The best movies, with rare exceptions, weren’t the most expensive ones. They certainly weren’t the films that tested well with research audiences. They weren’t remakes. They were diamonds in the rough, made fast and cheap by talent with something to prove. One of the most profitable movies Zanuck made at Fox was a war film with two little-known newcomers and a director who’d been laboring for years in obscurity, doing episodic TV. It was called “MASH.”

To Zanuck, it was as unlikely a hit as last year’s breakthrough ”Slumdog Millionaire.” ”It was just a hunch,” he recalls. “I loved the script, by Ring Lardner Jr., but all sorts of well-known directors turned it down. No one had heard of Robert Altman at all — he was still shooting ‘Combat’ TV episodes. But it only cost $1.5 million and it felt fresh.”

Zanuck refused to spend a penny more. All the war-zone scenes were filmed at Fox’s studio ranch in Malibu Canyon. When Altman initially insisted that the film, for authenticity purposes, had to be shot in Korea, Zanuck found a bunch of pictures of rural Korea and a bunch of pictures of Fox’s ranch. “I told him if he could tell which was which, he could go to Korea, but he couldn’t tell the difference,” Zanuck recalls. “So he had to stay here. When he needed to shoot the golf scenes [set] in Japan, I told him to put a couple of caddies in kimonos and shoot it across the street [from Fox] at Rancho Park.”
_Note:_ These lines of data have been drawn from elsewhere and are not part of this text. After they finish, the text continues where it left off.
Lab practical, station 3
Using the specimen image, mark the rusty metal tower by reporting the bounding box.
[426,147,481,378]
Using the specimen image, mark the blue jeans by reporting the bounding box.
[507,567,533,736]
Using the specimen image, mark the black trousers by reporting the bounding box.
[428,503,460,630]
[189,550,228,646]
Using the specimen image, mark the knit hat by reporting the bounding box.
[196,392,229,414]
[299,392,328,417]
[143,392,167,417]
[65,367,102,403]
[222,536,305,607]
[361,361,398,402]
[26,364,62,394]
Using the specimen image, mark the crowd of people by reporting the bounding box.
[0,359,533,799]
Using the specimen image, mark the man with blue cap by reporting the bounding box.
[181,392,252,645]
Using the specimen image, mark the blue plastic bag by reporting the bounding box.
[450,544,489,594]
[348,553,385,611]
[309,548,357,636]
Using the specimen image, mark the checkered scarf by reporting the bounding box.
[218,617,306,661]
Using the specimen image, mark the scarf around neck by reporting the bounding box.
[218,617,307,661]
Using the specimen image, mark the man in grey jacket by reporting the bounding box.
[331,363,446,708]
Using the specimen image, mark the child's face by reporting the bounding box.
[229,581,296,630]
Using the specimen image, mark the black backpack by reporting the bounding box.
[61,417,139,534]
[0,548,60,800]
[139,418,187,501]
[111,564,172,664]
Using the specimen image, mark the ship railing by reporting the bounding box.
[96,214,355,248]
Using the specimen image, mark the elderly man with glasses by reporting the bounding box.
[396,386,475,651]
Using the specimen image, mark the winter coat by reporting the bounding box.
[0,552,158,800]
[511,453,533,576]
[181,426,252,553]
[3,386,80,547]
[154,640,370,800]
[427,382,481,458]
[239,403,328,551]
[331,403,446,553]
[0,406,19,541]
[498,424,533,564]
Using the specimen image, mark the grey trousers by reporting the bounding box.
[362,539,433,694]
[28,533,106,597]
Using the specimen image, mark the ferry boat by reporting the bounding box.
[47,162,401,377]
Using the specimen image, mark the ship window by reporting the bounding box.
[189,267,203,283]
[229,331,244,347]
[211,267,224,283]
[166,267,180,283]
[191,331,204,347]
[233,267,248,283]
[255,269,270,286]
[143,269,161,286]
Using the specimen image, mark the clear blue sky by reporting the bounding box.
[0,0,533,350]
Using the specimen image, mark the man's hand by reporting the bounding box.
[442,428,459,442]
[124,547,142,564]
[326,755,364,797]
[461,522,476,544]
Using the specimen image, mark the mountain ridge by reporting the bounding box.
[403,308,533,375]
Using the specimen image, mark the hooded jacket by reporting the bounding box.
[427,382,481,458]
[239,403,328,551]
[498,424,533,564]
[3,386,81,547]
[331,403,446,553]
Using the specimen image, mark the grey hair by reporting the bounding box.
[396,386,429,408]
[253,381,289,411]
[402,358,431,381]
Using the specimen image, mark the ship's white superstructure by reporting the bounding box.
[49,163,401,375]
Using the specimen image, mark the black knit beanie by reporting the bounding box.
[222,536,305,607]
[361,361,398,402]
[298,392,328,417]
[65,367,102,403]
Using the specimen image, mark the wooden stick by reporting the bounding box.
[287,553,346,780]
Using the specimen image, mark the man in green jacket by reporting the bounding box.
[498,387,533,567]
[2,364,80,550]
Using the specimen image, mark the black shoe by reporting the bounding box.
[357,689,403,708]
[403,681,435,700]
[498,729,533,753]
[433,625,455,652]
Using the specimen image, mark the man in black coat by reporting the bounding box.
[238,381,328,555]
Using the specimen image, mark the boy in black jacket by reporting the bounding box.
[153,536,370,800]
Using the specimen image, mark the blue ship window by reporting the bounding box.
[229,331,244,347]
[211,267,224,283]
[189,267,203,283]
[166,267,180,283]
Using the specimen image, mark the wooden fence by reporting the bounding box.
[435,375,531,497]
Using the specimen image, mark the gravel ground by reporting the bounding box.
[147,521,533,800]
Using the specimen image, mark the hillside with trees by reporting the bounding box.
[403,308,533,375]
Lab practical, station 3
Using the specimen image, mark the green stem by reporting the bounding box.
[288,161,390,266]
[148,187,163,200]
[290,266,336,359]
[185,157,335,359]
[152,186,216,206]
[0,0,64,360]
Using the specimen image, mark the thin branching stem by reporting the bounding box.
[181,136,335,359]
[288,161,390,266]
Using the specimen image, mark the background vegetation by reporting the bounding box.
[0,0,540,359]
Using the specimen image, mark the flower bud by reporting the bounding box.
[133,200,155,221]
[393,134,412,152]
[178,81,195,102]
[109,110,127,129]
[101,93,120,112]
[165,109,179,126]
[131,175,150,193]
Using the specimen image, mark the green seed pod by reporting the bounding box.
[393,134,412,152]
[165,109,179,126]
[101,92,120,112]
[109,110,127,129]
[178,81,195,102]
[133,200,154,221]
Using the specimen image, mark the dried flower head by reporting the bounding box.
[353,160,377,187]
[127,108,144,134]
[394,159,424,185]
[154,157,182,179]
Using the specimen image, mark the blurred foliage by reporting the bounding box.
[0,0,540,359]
If Ari really wants to buck up his troops, he should have Zanuck stop by the agency and tell some more ”MASH” stories, which only serve to remind us that hit movies don’t come off a sequel assembly line. Hit movies are born out of ingenuity and raw creativity. The studio bosses can try, as they are today and as they did 40 years ago, to slash costs and squeeze blood from a turnip. But if they rely on retreads instead of embracing originality, they will find themselves with a new generation of “Cleopatras” and “Dr. Dolittles” on their hands.

” ‘MASH’ worked for the same reason that ‘Slumdog Millionaire’ or ‘Juno’ or ‘The Hangover” worked today; it was irreverent, inexpensive and it was in sync with the culture,” says Zanuck. “It was a discovery and I’ve been around long enough to know that if there’s anything audiences love, it’s to discover something new.”